The third version of the Ceiling Scraper Debris Collection Container will be described with reference to the first and second versions mentioned above using FIG. 1 to 11 and further described with FIG. 13 to 15. All material and dimensional aspects of this version of the invention can be described with same detail of first version of invention except the material makeup and permanent nature of the scraping knife to be used and absence of an insertion hole 5A. In contrast to the blade 7A of version one that is made from metal, the blade of this version of the invention is molded hard plastic and is permanently attached 12C, 13C, 14C to the inside back wall of the back collection lip 5E where the insert hole 5A was located in the first version. The blades' edge 12A, 13A, 14A would be sharp enough to perform scraping and the blade would include a “U” shaped bending support wall on its underside 13B, 14B. This support wall is molded to the bottom of the blade 14D, 15A and both become one unit. The lower corner edges 15B, 15C of the support wall would touch the edges of the opening mouth 4A of the collection container because they are slightly wider. This offers stability and reduces bending of the plastic blade while scraping. The blade would be set at the same angle as the blades mentioned in the first and second versions of this invention. The blade becomes thicker from the scraping edge 14A to the attached end 14C which ensures more needed strength in the blade when scraping. The tubular threaded socket extension pole connector is molded plastic and is molded from the handle, therefore it is like the first version of this invention. An extension pole 12B (represented by thinner drawing lines) can be attached to the connector 12D.

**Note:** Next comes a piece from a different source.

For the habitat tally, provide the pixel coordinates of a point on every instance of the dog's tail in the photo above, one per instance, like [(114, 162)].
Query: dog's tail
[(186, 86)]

The scraping knife blade edge represented in all embodiments of this invention mentioned above connects to the ceiling 16B at an angle. The scraping angle is guided by the collection lip that the knife extends out from 8A. “Popcorn” covered ceiling material 16A for example, when scraped off using an inserted scraping knife as depicted in FIG. 16 falls down 16C and is funneled into the collection container 16D. When the container becomes full with scraped debris, an operator can then tilt the whole container downward over the opening of a trash receptacle FIG. 17, unscrew off the disposal pour out cap 17B, and then pour collected debris out 17A into a trash receptacle. The advantage of the pour out spout and cap is that the transfer of debris funnels out into the trash receptacle in a way that reduces the mess in the transfer.